A severe backlash to a project aimed at monitoring Muslim organisations puts the Austrian government in a tight spot as it faces charges of Islamophobia.

Muslim worshippers in Austria praying.

Muslim worshippers in Austria praying.

Austria's right-wing government has sought to defend a contentious "Islam map", which has sparked an outcry amongst the country's Muslim community and is increasingly drawing international condemnation.

Last week the government, alongside several academic professors from the Univerisity of Vienna, launched a "National Map of Islam", which was made available on a website with the names and locations of more than 620 mosques, orgaisations and officials.

Austria has a dark history of documenting the activities of its minorities. Some are now warning that the database could put the lives of Muslims in danger by exposing them to far-right extremists and fostering suspicion towards the wider Muslim community.

The academic and anti-Islamophobia scholar Farid Hafez warns that some Muslim community members are worried "that since this information is now more public, they could be potentially attacked."

The controversy around the map is not just that the location of Muslim organisations and mosques has been identified, Hafez told TRT World. "The addresses of private individuals in charge of some of these associations are registered under their name. There is a lot of data that is highly private that has now been made public."

One of Australia's most prominent Muslim organisations is planning to file a lawsuit against the government for creating the database that it has called "unprecedented."

The Islamic Religious Community in Austria also said the database stigmatises Austian Muslims as a "potential danger to society and the democratic legal order in the country."

In a statement, the Council of Europe, an international human rights organisation, called Austria's database "hostile to Muslims and potentially counterproductive."

The "Islam map" is part of a broader project in Austria called the Documentation Centre for Political Islam that was initiated in 2020.

Equipped with an annual budget of more than half a million dollars, the principal aim of the centre is to monitor Muslim organisations and individuals to investigate their religious and political orientation.

Such draconian measures may seem out of place in a country that prides itself in learning from the dark lessons of World War II and claims to have transformed itself into a democracy.

However, recent events have shown that its political establishment is ignorant of Austria’s history.

'Problematising Muslim civil society'

In November last year, Austrian police raided the homes of Muslim activists and academics on the anniversary of a Nazi-led pogrom called Kristallnacht, which resulted in the mass arrest of Jews and the destruction of their businesses in the 1930s.

Among the activists targeted was Farid Hafez, the academic. No one arrested in those raids has been charged with any criminal act and many of them were later released. The activists have accused the government of targeting them in what amounts to politically motivated raids, which left more than 62 children psychologically traumatised.

"The wider problem is that the 'Documentation Centre for Political Islam,' which is the institution that has published this map, has given the underlying message that all of these more than 600 Muslims institutions might be a problem of political Islam," says Hafez who continues to document and raise awareness on the Austrian governments continued attacks on the country's Muslim community.

One critic likened the Austian government’s move to right-wing extremists who keep a list of Muslim organisations in Germany.

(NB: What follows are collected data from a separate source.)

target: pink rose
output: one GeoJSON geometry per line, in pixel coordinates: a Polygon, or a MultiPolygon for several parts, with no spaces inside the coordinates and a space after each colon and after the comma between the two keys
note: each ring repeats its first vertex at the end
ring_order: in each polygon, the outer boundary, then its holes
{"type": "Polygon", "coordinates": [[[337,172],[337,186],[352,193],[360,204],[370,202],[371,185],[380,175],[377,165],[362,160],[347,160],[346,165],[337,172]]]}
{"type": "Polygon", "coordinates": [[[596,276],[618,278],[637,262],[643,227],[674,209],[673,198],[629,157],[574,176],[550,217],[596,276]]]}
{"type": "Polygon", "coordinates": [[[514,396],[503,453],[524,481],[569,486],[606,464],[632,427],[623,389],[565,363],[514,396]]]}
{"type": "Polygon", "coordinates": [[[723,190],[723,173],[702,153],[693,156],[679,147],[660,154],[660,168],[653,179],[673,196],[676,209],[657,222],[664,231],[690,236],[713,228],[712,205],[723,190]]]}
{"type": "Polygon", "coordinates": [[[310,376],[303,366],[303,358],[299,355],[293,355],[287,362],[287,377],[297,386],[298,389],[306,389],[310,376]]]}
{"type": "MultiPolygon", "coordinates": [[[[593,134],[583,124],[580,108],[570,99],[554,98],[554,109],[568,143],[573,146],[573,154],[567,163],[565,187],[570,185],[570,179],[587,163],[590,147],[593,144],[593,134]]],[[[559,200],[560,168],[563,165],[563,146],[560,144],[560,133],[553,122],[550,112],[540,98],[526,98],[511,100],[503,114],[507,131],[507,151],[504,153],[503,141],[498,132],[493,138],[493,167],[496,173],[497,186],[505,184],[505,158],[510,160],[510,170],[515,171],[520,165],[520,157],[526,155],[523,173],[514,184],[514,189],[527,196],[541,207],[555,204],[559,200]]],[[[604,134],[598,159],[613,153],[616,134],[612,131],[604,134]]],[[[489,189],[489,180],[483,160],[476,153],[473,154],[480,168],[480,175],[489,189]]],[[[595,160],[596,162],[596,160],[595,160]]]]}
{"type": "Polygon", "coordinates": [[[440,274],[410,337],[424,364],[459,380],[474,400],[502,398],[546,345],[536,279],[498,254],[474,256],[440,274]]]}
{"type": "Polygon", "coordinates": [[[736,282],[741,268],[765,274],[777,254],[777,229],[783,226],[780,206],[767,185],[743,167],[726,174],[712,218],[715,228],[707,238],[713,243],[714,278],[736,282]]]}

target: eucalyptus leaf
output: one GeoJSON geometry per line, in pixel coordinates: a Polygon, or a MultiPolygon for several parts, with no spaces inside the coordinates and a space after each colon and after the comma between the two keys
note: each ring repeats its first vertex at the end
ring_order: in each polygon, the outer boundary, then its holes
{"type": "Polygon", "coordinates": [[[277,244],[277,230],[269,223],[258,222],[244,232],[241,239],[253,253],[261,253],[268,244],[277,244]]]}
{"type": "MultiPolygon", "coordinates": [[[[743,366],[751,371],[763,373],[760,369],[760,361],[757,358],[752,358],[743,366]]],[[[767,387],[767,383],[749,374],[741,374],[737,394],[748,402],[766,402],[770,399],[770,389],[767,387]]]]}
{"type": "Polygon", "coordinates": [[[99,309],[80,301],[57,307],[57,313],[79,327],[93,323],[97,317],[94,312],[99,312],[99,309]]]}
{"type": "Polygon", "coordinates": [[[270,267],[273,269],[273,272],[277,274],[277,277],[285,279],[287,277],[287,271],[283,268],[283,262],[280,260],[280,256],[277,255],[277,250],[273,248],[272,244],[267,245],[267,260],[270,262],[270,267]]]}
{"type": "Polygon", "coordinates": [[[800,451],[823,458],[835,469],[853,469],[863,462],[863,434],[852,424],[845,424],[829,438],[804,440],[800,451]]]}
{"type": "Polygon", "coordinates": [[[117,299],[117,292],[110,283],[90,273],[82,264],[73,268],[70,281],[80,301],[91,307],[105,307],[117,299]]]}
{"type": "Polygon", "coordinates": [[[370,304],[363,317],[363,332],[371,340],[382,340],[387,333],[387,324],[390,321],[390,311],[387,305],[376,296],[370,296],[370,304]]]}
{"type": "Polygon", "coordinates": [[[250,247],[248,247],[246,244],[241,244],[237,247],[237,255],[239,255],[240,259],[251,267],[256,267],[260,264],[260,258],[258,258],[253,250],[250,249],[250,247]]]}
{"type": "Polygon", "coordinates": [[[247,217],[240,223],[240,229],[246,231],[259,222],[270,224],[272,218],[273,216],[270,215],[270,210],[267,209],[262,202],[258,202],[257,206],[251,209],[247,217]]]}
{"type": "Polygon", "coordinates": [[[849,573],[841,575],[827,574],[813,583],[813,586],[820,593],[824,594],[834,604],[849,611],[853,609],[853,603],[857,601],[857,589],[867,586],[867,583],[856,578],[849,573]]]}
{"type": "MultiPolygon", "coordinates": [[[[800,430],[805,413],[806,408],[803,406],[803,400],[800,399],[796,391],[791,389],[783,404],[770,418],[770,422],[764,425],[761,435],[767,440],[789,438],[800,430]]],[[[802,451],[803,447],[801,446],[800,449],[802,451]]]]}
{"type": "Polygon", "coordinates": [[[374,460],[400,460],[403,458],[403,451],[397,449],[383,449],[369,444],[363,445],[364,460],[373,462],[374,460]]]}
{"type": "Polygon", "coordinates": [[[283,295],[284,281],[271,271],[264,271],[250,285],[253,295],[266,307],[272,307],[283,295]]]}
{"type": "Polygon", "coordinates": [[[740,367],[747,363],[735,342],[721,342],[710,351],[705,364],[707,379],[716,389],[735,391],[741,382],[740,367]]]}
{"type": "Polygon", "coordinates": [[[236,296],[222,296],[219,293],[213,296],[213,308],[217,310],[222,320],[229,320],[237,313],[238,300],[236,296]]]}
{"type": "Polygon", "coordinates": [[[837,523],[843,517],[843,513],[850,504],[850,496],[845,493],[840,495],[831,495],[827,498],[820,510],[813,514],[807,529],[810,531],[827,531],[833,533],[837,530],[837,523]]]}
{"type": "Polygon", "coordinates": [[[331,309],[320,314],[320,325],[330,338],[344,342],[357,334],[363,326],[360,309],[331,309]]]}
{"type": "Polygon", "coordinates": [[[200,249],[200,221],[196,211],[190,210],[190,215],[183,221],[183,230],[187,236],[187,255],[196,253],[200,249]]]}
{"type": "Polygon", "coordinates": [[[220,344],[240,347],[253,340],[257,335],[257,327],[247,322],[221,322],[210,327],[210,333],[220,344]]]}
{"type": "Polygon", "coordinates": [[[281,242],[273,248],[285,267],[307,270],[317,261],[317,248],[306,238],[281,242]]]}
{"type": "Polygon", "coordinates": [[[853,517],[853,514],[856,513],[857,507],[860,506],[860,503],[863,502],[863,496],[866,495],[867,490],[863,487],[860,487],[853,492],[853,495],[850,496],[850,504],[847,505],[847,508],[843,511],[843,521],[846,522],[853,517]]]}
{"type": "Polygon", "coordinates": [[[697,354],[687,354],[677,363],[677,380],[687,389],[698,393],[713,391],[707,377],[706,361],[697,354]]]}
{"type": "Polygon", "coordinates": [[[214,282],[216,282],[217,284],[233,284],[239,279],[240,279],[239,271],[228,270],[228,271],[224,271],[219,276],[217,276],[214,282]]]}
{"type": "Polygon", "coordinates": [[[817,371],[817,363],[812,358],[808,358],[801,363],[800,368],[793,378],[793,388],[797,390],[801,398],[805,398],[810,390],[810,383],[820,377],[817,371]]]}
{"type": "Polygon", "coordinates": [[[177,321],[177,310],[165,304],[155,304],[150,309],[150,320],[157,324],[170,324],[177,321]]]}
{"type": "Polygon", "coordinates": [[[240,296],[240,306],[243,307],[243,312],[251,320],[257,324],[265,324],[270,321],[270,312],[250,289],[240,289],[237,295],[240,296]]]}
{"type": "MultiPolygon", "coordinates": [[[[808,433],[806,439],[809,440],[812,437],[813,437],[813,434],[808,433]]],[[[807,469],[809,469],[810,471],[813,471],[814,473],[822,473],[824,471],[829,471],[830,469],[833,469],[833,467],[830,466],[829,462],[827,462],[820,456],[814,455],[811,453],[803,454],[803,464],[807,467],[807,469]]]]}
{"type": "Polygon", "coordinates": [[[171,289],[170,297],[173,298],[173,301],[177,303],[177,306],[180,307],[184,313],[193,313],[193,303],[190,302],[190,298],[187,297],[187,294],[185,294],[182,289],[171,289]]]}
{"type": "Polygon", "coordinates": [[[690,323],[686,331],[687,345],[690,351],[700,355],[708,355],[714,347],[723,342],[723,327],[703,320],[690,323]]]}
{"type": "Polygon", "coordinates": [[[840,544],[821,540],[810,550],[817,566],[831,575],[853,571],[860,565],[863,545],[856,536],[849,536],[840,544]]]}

Contrasting that with Austria, where the government conducts such an initiative.

Hafez said that it "was very clear from the very beginning that something like this Islam map or a similar project would come out to map so-called political Islam."

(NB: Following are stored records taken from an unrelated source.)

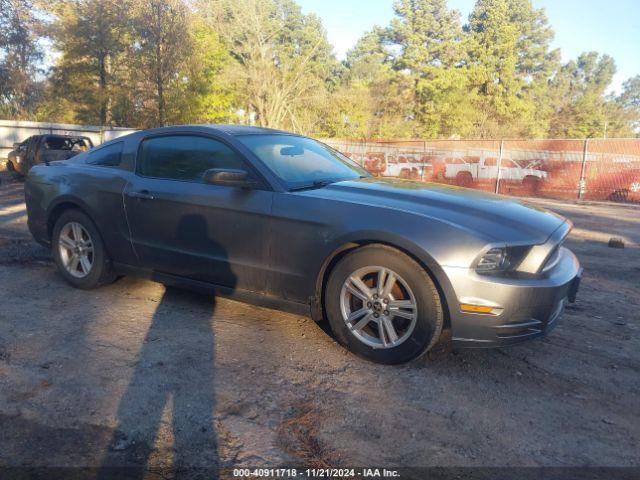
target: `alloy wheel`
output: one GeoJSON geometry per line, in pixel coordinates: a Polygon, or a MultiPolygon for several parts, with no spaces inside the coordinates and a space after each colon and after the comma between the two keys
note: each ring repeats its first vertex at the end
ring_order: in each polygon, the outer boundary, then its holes
{"type": "Polygon", "coordinates": [[[93,240],[86,228],[78,222],[69,222],[58,237],[60,259],[67,272],[76,278],[89,275],[93,267],[93,240]]]}
{"type": "Polygon", "coordinates": [[[347,277],[340,309],[351,333],[373,348],[397,347],[411,336],[418,319],[407,282],[380,266],[360,268],[347,277]]]}

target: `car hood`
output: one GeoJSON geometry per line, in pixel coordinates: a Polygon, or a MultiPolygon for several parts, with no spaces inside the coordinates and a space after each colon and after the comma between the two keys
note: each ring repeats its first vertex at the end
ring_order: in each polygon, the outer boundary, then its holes
{"type": "Polygon", "coordinates": [[[450,185],[363,178],[304,192],[435,218],[510,244],[540,244],[566,219],[513,198],[450,185]]]}

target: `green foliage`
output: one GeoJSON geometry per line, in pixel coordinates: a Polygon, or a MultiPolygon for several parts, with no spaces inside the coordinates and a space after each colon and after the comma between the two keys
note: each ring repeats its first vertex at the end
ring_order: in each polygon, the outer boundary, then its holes
{"type": "Polygon", "coordinates": [[[618,136],[628,136],[633,132],[640,132],[640,75],[627,80],[622,86],[622,93],[616,99],[616,106],[620,109],[620,124],[618,136]]]}
{"type": "Polygon", "coordinates": [[[605,96],[616,67],[613,58],[583,53],[557,72],[551,84],[555,111],[550,133],[557,137],[603,137],[614,102],[605,96]]]}
{"type": "Polygon", "coordinates": [[[182,0],[56,0],[39,118],[153,127],[233,118],[218,34],[182,0]]]}
{"type": "Polygon", "coordinates": [[[542,10],[529,0],[478,0],[465,27],[470,83],[482,112],[478,136],[543,135],[548,117],[544,90],[558,52],[542,10]]]}
{"type": "Polygon", "coordinates": [[[126,76],[128,7],[126,0],[56,0],[50,4],[55,21],[49,33],[60,56],[53,68],[49,101],[64,105],[64,111],[72,112],[77,122],[112,123],[109,110],[115,88],[126,76]]]}
{"type": "Polygon", "coordinates": [[[338,62],[295,0],[0,0],[0,115],[151,127],[241,122],[318,136],[631,136],[640,76],[562,65],[530,0],[396,0],[338,62]],[[39,71],[43,41],[56,52],[39,71]]]}
{"type": "Polygon", "coordinates": [[[413,136],[468,133],[473,123],[460,14],[446,0],[397,0],[387,29],[393,69],[413,90],[413,136]]]}
{"type": "Polygon", "coordinates": [[[190,52],[181,81],[168,98],[168,123],[222,123],[235,120],[237,93],[224,79],[231,57],[218,34],[199,17],[189,27],[190,52]]]}
{"type": "Polygon", "coordinates": [[[318,131],[338,67],[319,18],[293,0],[201,0],[199,14],[229,50],[238,103],[266,127],[318,131]]]}
{"type": "Polygon", "coordinates": [[[413,134],[409,79],[393,69],[386,32],[375,27],[347,52],[343,75],[326,102],[324,134],[353,138],[413,134]]]}
{"type": "Polygon", "coordinates": [[[29,119],[37,108],[40,21],[30,0],[0,0],[0,116],[29,119]]]}

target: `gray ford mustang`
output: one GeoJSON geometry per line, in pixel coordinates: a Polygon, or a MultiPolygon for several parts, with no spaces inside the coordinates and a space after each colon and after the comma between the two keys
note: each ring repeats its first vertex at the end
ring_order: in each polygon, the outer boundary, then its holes
{"type": "Polygon", "coordinates": [[[382,363],[544,335],[581,275],[558,215],[373,178],[263,128],[136,132],[34,167],[25,196],[31,233],[75,287],[136,274],[309,314],[382,363]]]}

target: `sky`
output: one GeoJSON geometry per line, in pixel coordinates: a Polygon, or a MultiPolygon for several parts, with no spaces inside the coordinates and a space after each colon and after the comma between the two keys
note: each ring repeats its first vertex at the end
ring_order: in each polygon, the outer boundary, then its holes
{"type": "MultiPolygon", "coordinates": [[[[327,29],[338,58],[373,25],[393,18],[393,0],[297,0],[304,13],[316,13],[327,29]]],[[[475,0],[448,0],[463,21],[475,0]]],[[[555,31],[554,48],[563,61],[595,50],[611,55],[618,67],[612,89],[619,92],[629,77],[640,74],[640,0],[533,0],[544,8],[555,31]]]]}

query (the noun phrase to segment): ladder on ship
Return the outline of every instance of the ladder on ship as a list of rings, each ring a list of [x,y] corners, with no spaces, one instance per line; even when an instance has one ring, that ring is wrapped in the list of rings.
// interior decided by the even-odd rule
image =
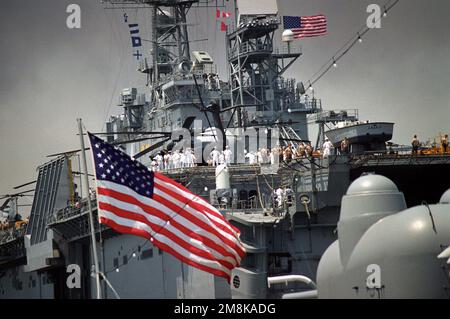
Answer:
[[[303,141],[291,126],[280,126],[280,137],[285,146],[292,144],[295,149],[297,149],[299,144]]]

"It's my understanding that this whole notion of political Islam is nothing  but a way to stigmatise Muslim civil society," added Hafez.

Following its publication, the right-wing Austrian press was quick to use the Islam map to cast suspicion on the Muslim community. As the controversy mounted, the University of Vienna demanded that its logo be removed from the project.

The swift outcry that followed the ‘Islam Map’ has raised hopes that a political coalition is emerging against the Austrian government’s anti-Muslim policies.

The spokeswoman of Austria's Green Party, which is in a governing coalition with the right-wing People's Party, who commissioned the project, has also distanced itself, saying "no Green minister or MP was involved or even told about it."

The country's Protestant Church also called for the map to be immediately taken down.

"The next step must be to shut down this website completely," says Hafez.